On Fri, Oct 30, 2020 at 03:49:22PM -0700, Dave Jiang wrote:
> 
> 
> On 10/30/2020 3:45 PM, Jason Gunthorpe wrote:
> > On Fri, Oct 30, 2020 at 02:20:03PM -0700, Dave Jiang wrote:
> > > So the intel-iommu driver checks for the SIOV cap. And the idxd driver
> > > checks for SIOV and IMS cap. There will be other upcoming drivers that 
> > > will
> > > check for such cap too. It is Intel vendor specific right now, but SIOV is
> > > public and other vendors may implement to the spec. Is there a good place 
> > > to
> > > put the common capability check for that?
> > 
> > I'm still really unhappy with these SIOV caps.

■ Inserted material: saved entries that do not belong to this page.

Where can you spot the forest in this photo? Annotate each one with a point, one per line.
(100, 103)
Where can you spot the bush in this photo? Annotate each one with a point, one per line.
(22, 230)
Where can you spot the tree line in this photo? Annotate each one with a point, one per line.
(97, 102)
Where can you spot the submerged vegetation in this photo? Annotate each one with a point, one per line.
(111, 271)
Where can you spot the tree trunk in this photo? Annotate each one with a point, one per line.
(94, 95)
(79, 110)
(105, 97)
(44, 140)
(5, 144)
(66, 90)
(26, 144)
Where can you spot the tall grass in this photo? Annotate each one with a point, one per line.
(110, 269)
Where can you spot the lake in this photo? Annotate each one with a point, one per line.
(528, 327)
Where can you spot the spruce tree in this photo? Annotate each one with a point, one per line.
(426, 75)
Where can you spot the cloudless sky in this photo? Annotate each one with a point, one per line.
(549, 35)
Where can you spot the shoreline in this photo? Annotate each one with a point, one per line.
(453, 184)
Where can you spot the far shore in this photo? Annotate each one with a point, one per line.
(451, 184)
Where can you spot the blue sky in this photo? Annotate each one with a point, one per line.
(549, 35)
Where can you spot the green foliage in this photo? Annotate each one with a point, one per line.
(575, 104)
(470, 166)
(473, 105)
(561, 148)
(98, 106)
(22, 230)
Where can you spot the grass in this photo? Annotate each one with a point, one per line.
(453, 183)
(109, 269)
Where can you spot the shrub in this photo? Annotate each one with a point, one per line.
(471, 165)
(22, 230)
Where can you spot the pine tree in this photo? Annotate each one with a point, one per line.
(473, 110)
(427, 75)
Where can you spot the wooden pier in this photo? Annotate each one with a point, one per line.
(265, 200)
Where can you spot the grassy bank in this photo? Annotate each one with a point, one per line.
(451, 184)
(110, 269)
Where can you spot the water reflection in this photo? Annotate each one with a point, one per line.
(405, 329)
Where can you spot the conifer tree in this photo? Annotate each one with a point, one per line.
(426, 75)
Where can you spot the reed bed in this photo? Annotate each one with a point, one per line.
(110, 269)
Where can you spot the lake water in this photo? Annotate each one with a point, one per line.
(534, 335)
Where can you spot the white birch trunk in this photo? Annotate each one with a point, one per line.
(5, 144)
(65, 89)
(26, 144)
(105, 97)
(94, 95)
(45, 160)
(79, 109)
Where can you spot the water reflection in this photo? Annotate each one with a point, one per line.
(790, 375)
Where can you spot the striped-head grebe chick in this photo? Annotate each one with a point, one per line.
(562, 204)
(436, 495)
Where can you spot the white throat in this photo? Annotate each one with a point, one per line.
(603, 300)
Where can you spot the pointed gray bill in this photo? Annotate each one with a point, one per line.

It was explained this
> > is just a hack to make up for pci_ims_array_create_msi_irq_domain()
> > succeeding in VM cases when it doesn't actually work.
> > 
> > Someday this is likely to get fixed, so tying platform behavior to PCI
> > caps is completely wrong.
> > 
> > This needs to be solved in the platform code,
> > pci_ims_array_create_msi_irq_domain() should not succeed in these
> > cases.
> 
> That sounds reasonable. Are you asking that the IMS cap check should gate
> the success/failure of pci_ims_array_create_msi_irq_domain() rather than the
> driver?

There shouldn't be an IMS cap at all

As I understand, the problem here is the only way to establish new
VT-d IRQ routing is by trapping and emulating MSI/MSI-X related
activities and triggering routing of the vectors into the guest.

There is a missing hypercall to allow the guest to do this on its own,
presumably it will someday be fixed so IMS can work in guests.

Until the hypercall is added pci_ims_array_create_msi_irq_domain()
should simply fail in guests. No PCI cap check required.